Robust detection of bacteria can significantly reduce risks of nosocomial infections, which are a serious problem even in developed countries (4.1 million cases each year in Europe). Here we demonstrate utilization of novel multifunctional bioconjugates as specific probes for bacteria detection. Bifunctional magnetic-fluorescent microparticles are coupled with bacteriophages. The T4 bacteriophage, due to its natural affinity to bacterial receptors, namely, OmpC and LPS, enables specific and efficient detection of Escherichia coli bacteria. Prepared probes are cheap, accessible (even in nonbiological laboratories), as well as versatile and easily tunable for different bacteria species.

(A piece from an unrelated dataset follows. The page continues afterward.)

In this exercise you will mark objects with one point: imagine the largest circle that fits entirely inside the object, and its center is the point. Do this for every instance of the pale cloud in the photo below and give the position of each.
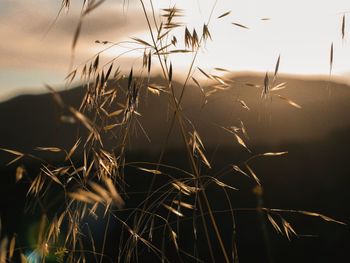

The magnetic properties of the bioconjugates facilitate the separation of captured target bacteria from other components of complex samples and other bacteria strains. Fluorescence enables simple analysis. We chose flow cytometry as the detection method as it is fast and widely used for biotests. The capture efficiency of the prepared bioconjugates is close to 100% in the range of bacteria concentrations from tens to around 10(5) CFU/mL. The limit of detection is restricted by flow cytometry capabilities and in our case was around 10(4) CFU/mL.